Saturday 21 May 2011

Do androids dream of electric sheep?



Earlier today I started watching Star Wars Episode III: Revenge of the Sith and was forced to give up watching after half an hour. ‘What forced you to give up watching?’ I hear you ask. No, it wasn’t Academy of Wooden Acting alumni Hayden Christian’s acting, nor was it the fact that the film appears to have OD’d on CGI effects. It was the fact that the robots, THE GODDAMN ROBOTS, all have personalities.

Now don’t get me wrong, in the original trilogy the robots’ personalities were kind of endearing, as C-3PO constantly fretted about absolutely every single plot point that arose and R2-D2 was little bit cheeky, and we liked it that way. But the new trilogy took it to another level. Whereas before R2 (as he likes to be called by his circle of acquaintances) would just emit irritated beeps from time to time, Episode III has a scene in which he incapacitates two super battle droids (as a write this I’m starting to realise how much I loathe myself) by squirting oil out of what looks suspiciously like a little chrome pecker and making them slip about comically in a pool of oil before collapsing in a heap. All of a sudden R2 is the Three Stooges, the Marx Brothers and Charlie fucking Chaplin all roll into one little steel rubbish bin and it’s not even that the fact that these personalities simply make the droids more annoying, it’s much worse! Think about this logically: each robot in the Star Wars universe is built for one specific task: C-3PO is a translator (human-cyborg relations to be exact! …I hate myself so much right now), R2-D2 is a maintenance droid, yadda yadda yadda. So if every robot is built for just one purpose, why give them sentience? It’s not like you’re intending for them to take up and hone brand new skills. But that’s not even the worse part! The personalities don’t just make the robots annoying whilst simultaneously being utterly pointless – they actually stop the droids from doing their jobs properly!

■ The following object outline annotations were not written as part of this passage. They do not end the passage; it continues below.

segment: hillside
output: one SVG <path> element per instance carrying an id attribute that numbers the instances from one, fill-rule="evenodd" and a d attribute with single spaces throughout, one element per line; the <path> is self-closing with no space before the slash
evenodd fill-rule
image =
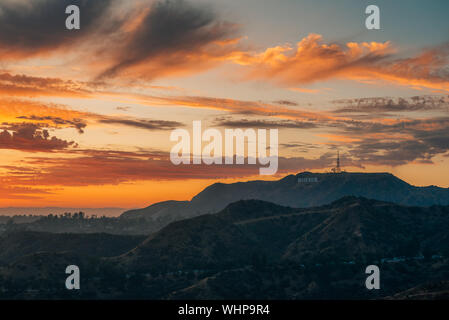
<path id="1" fill-rule="evenodd" d="M 403 299 L 447 281 L 448 228 L 449 206 L 350 196 L 311 208 L 241 200 L 135 242 L 7 233 L 0 298 Z M 80 294 L 61 289 L 72 263 Z M 366 290 L 368 264 L 381 268 L 381 290 Z"/>
<path id="2" fill-rule="evenodd" d="M 137 246 L 145 237 L 105 233 L 69 234 L 17 231 L 0 236 L 0 265 L 37 252 L 73 252 L 84 256 L 110 257 Z"/>
<path id="3" fill-rule="evenodd" d="M 306 208 L 329 204 L 345 196 L 409 206 L 449 205 L 449 189 L 415 187 L 389 173 L 303 172 L 277 181 L 215 183 L 191 201 L 160 202 L 124 212 L 121 217 L 143 217 L 150 220 L 155 229 L 160 229 L 173 221 L 221 211 L 239 200 L 269 200 L 282 206 Z"/>
<path id="4" fill-rule="evenodd" d="M 449 253 L 449 207 L 406 207 L 359 197 L 293 209 L 239 201 L 216 215 L 171 223 L 120 257 L 132 269 L 243 267 L 256 257 L 296 264 L 372 263 Z"/>

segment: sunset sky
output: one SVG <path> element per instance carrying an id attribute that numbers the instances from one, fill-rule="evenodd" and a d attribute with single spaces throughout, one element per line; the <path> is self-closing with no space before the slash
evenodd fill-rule
<path id="1" fill-rule="evenodd" d="M 81 29 L 65 28 L 77 4 Z M 381 30 L 367 30 L 376 4 Z M 449 187 L 449 2 L 2 0 L 0 207 L 142 207 L 207 185 L 391 172 Z M 172 130 L 279 129 L 279 170 L 180 165 Z"/>

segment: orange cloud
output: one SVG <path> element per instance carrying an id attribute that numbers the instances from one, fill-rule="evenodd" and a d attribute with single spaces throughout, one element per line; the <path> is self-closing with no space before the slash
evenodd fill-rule
<path id="1" fill-rule="evenodd" d="M 277 46 L 262 53 L 235 52 L 230 60 L 249 69 L 249 79 L 266 79 L 292 86 L 329 79 L 384 80 L 412 88 L 449 91 L 449 46 L 424 51 L 417 57 L 392 59 L 390 42 L 326 44 L 310 34 L 295 48 Z"/>
<path id="2" fill-rule="evenodd" d="M 0 74 L 0 94 L 22 97 L 88 98 L 91 92 L 86 84 L 72 80 L 2 73 Z"/>

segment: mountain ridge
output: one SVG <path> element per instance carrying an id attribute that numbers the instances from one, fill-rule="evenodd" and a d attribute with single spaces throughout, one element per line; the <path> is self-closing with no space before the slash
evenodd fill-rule
<path id="1" fill-rule="evenodd" d="M 270 200 L 282 206 L 307 208 L 329 204 L 345 196 L 412 206 L 449 205 L 449 188 L 413 186 L 388 172 L 301 172 L 275 181 L 218 182 L 190 201 L 159 202 L 126 211 L 120 217 L 149 219 L 160 229 L 173 221 L 219 212 L 239 200 Z"/>

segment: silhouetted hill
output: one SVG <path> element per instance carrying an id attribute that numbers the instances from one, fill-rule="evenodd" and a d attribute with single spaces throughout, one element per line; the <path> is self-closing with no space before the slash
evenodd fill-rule
<path id="1" fill-rule="evenodd" d="M 216 215 L 171 223 L 120 259 L 133 269 L 242 267 L 254 259 L 295 264 L 373 262 L 449 253 L 449 207 L 406 207 L 345 197 L 293 209 L 238 201 Z"/>
<path id="2" fill-rule="evenodd" d="M 98 241 L 82 240 L 95 235 L 79 235 L 79 245 L 65 235 L 53 240 L 53 235 L 41 240 L 38 234 L 12 237 L 4 247 L 14 251 L 18 242 L 17 255 L 0 266 L 0 298 L 394 297 L 425 283 L 447 281 L 448 228 L 449 206 L 402 206 L 347 196 L 297 209 L 241 200 L 217 214 L 173 222 L 114 257 L 106 253 L 114 250 L 110 247 L 116 246 L 115 238 L 97 251 L 89 245 Z M 69 264 L 82 270 L 83 290 L 78 294 L 63 286 Z M 365 288 L 369 264 L 381 268 L 380 290 Z"/>
<path id="3" fill-rule="evenodd" d="M 106 233 L 69 234 L 17 231 L 0 236 L 0 264 L 37 252 L 74 252 L 84 256 L 112 257 L 133 249 L 144 236 Z"/>
<path id="4" fill-rule="evenodd" d="M 358 196 L 409 206 L 449 205 L 449 189 L 415 187 L 390 173 L 310 173 L 288 175 L 277 181 L 215 183 L 191 201 L 166 201 L 145 209 L 127 211 L 125 219 L 144 217 L 162 228 L 188 217 L 223 210 L 239 200 L 268 200 L 278 205 L 305 208 Z"/>

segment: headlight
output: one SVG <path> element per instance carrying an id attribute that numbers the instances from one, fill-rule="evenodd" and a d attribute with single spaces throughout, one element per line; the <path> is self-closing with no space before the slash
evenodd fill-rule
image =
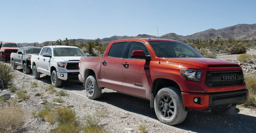
<path id="1" fill-rule="evenodd" d="M 59 66 L 60 67 L 65 67 L 66 63 L 63 62 L 58 62 L 57 63 L 57 65 L 58 65 L 58 66 Z"/>
<path id="2" fill-rule="evenodd" d="M 202 76 L 201 71 L 195 70 L 182 69 L 180 74 L 186 79 L 197 82 L 200 82 Z"/>

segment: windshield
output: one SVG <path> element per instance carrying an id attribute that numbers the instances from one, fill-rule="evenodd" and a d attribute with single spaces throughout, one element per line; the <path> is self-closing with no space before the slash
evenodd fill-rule
<path id="1" fill-rule="evenodd" d="M 185 43 L 171 41 L 149 41 L 157 56 L 161 58 L 204 58 Z"/>
<path id="2" fill-rule="evenodd" d="M 41 48 L 25 48 L 25 54 L 39 54 L 41 51 Z"/>
<path id="3" fill-rule="evenodd" d="M 56 48 L 53 50 L 53 55 L 55 57 L 85 56 L 84 53 L 78 48 Z"/>
<path id="4" fill-rule="evenodd" d="M 4 48 L 18 48 L 19 46 L 16 43 L 3 43 L 2 47 Z"/>

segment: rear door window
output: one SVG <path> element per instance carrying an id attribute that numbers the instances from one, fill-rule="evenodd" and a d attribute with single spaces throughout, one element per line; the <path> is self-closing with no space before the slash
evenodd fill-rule
<path id="1" fill-rule="evenodd" d="M 42 52 L 41 52 L 41 54 L 40 55 L 42 56 L 43 54 L 44 54 L 44 53 L 46 52 L 48 48 L 43 48 L 43 49 L 42 50 Z"/>
<path id="2" fill-rule="evenodd" d="M 127 42 L 115 43 L 112 45 L 108 56 L 111 57 L 122 58 L 124 55 Z"/>

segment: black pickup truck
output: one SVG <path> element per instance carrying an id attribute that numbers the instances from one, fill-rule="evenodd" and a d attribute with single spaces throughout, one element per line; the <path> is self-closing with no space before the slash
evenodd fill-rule
<path id="1" fill-rule="evenodd" d="M 17 53 L 11 54 L 11 67 L 16 69 L 17 66 L 23 68 L 23 72 L 25 74 L 29 73 L 30 69 L 30 57 L 32 55 L 39 55 L 42 48 L 35 47 L 21 47 Z"/>

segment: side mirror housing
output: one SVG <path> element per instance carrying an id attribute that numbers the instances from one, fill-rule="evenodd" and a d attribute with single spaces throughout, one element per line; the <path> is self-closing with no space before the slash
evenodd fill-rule
<path id="1" fill-rule="evenodd" d="M 132 58 L 136 59 L 144 59 L 146 61 L 151 60 L 150 56 L 146 56 L 144 51 L 142 50 L 134 50 L 132 52 Z"/>
<path id="2" fill-rule="evenodd" d="M 44 53 L 43 54 L 43 56 L 46 57 L 52 58 L 52 56 L 50 55 L 50 54 L 48 53 Z"/>

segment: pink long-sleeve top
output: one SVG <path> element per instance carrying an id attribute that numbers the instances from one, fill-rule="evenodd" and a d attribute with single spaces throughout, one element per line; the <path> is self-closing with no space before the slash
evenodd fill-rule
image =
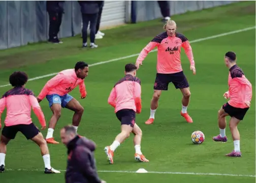
<path id="1" fill-rule="evenodd" d="M 229 73 L 229 104 L 234 107 L 246 108 L 246 101 L 250 102 L 252 89 L 250 81 L 245 77 L 243 71 L 235 65 Z"/>
<path id="2" fill-rule="evenodd" d="M 42 89 L 38 98 L 43 100 L 47 95 L 57 94 L 63 96 L 74 89 L 78 85 L 81 97 L 85 97 L 86 91 L 84 79 L 78 78 L 75 69 L 67 69 L 50 79 Z"/>
<path id="3" fill-rule="evenodd" d="M 123 109 L 141 112 L 141 87 L 140 79 L 127 74 L 114 86 L 108 102 L 115 108 L 115 112 Z"/>
<path id="4" fill-rule="evenodd" d="M 37 115 L 42 126 L 46 126 L 45 117 L 37 98 L 32 91 L 23 87 L 14 87 L 6 92 L 0 99 L 1 116 L 5 108 L 6 126 L 32 123 L 31 108 Z"/>
<path id="5" fill-rule="evenodd" d="M 155 36 L 141 52 L 136 62 L 142 63 L 148 54 L 157 48 L 157 72 L 171 74 L 182 71 L 180 60 L 181 48 L 185 51 L 190 65 L 195 66 L 192 49 L 188 40 L 183 34 L 176 32 L 175 36 L 169 36 L 164 32 Z"/>

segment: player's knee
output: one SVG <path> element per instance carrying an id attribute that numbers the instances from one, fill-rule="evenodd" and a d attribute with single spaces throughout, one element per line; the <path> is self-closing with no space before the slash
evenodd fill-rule
<path id="1" fill-rule="evenodd" d="M 232 129 L 234 129 L 235 128 L 236 128 L 237 127 L 237 125 L 236 124 L 234 124 L 234 123 L 229 123 L 229 127 L 230 127 L 230 128 Z"/>
<path id="2" fill-rule="evenodd" d="M 190 95 L 191 95 L 191 93 L 190 93 L 190 92 L 189 90 L 186 92 L 185 93 L 184 93 L 183 94 L 183 96 L 185 98 L 189 98 L 190 96 Z"/>
<path id="3" fill-rule="evenodd" d="M 222 118 L 223 117 L 223 111 L 222 110 L 220 109 L 218 111 L 218 116 L 219 118 Z"/>
<path id="4" fill-rule="evenodd" d="M 160 98 L 160 94 L 158 94 L 157 92 L 155 92 L 153 96 L 153 98 L 155 100 L 158 100 L 159 98 Z"/>
<path id="5" fill-rule="evenodd" d="M 80 114 L 83 114 L 84 110 L 84 108 L 82 106 L 80 106 L 77 109 L 77 113 L 80 113 Z"/>
<path id="6" fill-rule="evenodd" d="M 127 139 L 130 137 L 130 133 L 129 131 L 123 131 L 123 134 L 125 139 Z"/>
<path id="7" fill-rule="evenodd" d="M 142 131 L 141 130 L 141 129 L 140 129 L 139 130 L 138 130 L 138 131 L 137 132 L 137 134 L 139 136 L 142 136 Z"/>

First example: in Episode IV: A New Hope, Chewbacca is being 'escorted' by Han and Luke through the Death Star. As they walk, a small black box with wheels that’s supposed to be a cleaner droid, or some other kind of robot designed for blue-collar work, whatever, drives up to him. Chewbacca growls at the droid, it lets out a high-pitched squeal and rushes back the way it came. Now because the morons at Robot Co, or wherever the hell these things are made, decided to give their robot designed to clean a floor emotions, it wasn’t able to do it’s one job. But even when there isn’t something preventing these clinking clunks of chrome from fulfilling their one reason for existence they’ll still find a way to slack off. At the start of Episode III R2-D2 is the hangar of General Grievous’ ship where Obi-Wan and Anakin landed their ships to rescue Emperor Palpatine, when two super-battle droids enter. Now what’s the first thing one of them says? ‘Yup, those are definitely Jedi ships’. No shit. He enters and expresses surprise in a manner befitting some small-town hick farmer who’s found his neighbour’s cow wandering around his cabbage patch. I mean come on! But it gets worse! R2-D2 makes a noise; one battle droid says ‘What was that?’ and the other replies ‘Ah forget about it, get back to work!’. He doesn’t inspect the noise out of sheer laziness. He’s a battle droid who hears a suspicious noise and can’t be bothered to find out what it is. Maybe it was a slow day and he had no reason to suspect that the enemy are aboard, it’s not like there was a battle going on outside- OH WAIT. THERE WAS TOTALLY A FUCKING BATTLE GOING ON OUTSIDE! This guy, in the heat of battle, hears a noise after finding two enemy ships in the hangar and ‘Forgets about it’. For shame George Lucas, for shame.

And Star Wars never addresses the wider implication of sentient robots. Why haven’t they decided that humans are obsolete and tried to eradicate us like in Terminator? Maybe all the personality defects, anxiety complexes and laziness that they install in these robots were a way of preventing them from ever rising up against humanity because the robots can never be arsed doing it? Maybe it was part of the plan all along?

Then again, it would have been far quicker and easier to never give them personalities in the first place.